Ils parlent des dossiers à dénouer et elle ressent la sincère vénération que ce jeune assistant porte à son père, tant il le traite avec admiration. Elle ne l’écoute plus. Elle vient de comprendre que Paul sera l’homme de sa vie. Il saisit le changement d’attitude de son interlocutrice, s’arrête, la regarde alors pour la première fois comme une femme. Le coup de foudre est partagé. Ils se font face, ne sachant plus quoi dire, comment continuer. Elle s’ébroue l’esprit. Elle remet la conversation sur le sujet initial, se plaint d’une indisposition, demande à son invité de revenir. Elle le raccompagne à la porte. Elle lui serre la main, un rien trop longtemps. Il n’ose se défaire. Elle éclate en sanglots et se réfugie dans ses bras. Elle se délivre, de la perte de son père, de la fuite de son frère aimé, de sa solitude. Il la réconforte doucement, son étreinte se renforce imperceptiblement. Mathilde se rapproche encore plus, ne voulant pas briser cette enveloppe rassurante. Elle l’embrasse. Paul esquisse un mouvement de recul, puis s’abandonne. La jeune femme se détache, se retourne pour s’en aller. Elle s’arrête et lui dit dans un sourire radieux :

— Reviens vite !

Le vouvoiement s’est envolé. Paul reste muet. Il quitte la maison. L’homme qui est y entré a laissé place au futur mari de Mathilde, dans une douce félicité.
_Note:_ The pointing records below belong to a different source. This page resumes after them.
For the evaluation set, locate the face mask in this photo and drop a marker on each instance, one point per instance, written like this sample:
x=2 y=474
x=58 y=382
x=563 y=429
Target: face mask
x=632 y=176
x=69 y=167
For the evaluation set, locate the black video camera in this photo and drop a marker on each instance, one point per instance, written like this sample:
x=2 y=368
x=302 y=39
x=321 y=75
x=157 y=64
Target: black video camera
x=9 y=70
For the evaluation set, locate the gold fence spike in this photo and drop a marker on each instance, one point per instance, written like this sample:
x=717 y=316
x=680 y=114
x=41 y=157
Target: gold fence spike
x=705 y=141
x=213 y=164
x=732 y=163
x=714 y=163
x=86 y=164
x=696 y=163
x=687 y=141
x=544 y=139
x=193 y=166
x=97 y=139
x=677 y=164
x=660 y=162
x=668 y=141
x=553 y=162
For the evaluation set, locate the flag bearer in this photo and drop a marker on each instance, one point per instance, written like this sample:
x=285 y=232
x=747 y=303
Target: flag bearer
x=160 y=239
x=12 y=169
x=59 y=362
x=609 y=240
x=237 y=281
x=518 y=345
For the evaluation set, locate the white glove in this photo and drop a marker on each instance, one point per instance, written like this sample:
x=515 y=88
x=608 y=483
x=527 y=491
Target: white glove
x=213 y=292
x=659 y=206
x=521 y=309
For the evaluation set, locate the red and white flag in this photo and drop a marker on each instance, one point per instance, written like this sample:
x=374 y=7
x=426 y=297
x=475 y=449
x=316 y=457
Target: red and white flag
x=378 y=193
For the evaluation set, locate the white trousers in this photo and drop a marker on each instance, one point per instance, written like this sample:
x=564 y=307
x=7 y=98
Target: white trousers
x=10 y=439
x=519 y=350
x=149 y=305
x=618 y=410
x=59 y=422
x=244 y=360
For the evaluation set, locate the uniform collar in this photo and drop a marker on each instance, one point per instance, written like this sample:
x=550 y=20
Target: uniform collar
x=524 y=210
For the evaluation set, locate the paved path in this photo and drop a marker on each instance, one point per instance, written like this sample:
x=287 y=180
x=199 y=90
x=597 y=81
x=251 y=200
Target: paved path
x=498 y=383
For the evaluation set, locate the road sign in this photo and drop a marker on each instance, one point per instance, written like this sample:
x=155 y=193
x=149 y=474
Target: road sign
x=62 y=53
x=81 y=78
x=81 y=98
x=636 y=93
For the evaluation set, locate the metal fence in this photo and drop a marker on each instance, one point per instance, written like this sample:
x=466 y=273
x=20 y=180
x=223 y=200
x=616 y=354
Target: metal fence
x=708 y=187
Comme il se trouve sans activité, ne souhaitant pas travailler pour le suppléant de Pierrin, il s’installe rapidement à Jonhac, auprès de son amour. La jeune fille froide et triste se meut en une nouvelle femme, rayonnante. Elle s’offre à lui avant le mariage. Paul lui ouvre la porte des plaisirs, créant un lien qui résistera à tout. La famille se perpétue à nouveau par la volonté d’une femme.

Alors que Paul l’aide à résoudre les questions de la succession, Marcel décède d’épuisement. Mathilde sent encore une fois son monde se déliter. Ce frère, elle a l’impression de l’avoir délaissé, bien qu’elle ait été la seule à s’en être préoccupée. Était-ce assez ? Paul la rassure. Ses paroles sont moins importantes que leur prononciation : elle ne sera plus jamais seule.

Elle retournera plusieurs fois voir Adélaïde, mais plus rien ne se passera. La vieillarde semble de moins en moins lucide. Mathilde prend les dispositions afin qu’elle soit traitée le mieux possible. Elle ne reviendra plus à Paraire. Elle apprendra, bien après la guerre, sa mort en 1943 et les conditions de misère et de famine dans lesquelles on avait plongé ces emmurés.

Heureusement que Paul soutient Mathilde, car Jules exige sa part d’héritage, même plus, surestimant sans vergogne tous les biens. Elle ne comprend pas cette avidité. Georges demeure indifférent à ces questions. Il demande à sa sœur de dégager un capital, parce qu’il souhaite partir faire sa vie ailleurs. Cette nouvelle d’expatriation prochaine brise le cœur de Mathilde. Elle tient au plus haut point à ce frère, seul vestige de la famille qu’elle peut aimer.

Sur une suggestion de Paul, toutes les sommes versées antérieurement à Jules sont réintégrées. La part de Jules se réduit. Il abandonne la lutte, se contentant du plus maigre pécule que le notaire a pu calculer. Mathilde ressent un malaise devant cette procédure dilatoire, car même si elle ne le supporte plus, il reste son frère. Définitivement brouillés, ils ne se reverront jamais. Mathilde oubliera les querelles, conservant son aversion. Lui en gardera une rancune intacte jusqu’à sa mort.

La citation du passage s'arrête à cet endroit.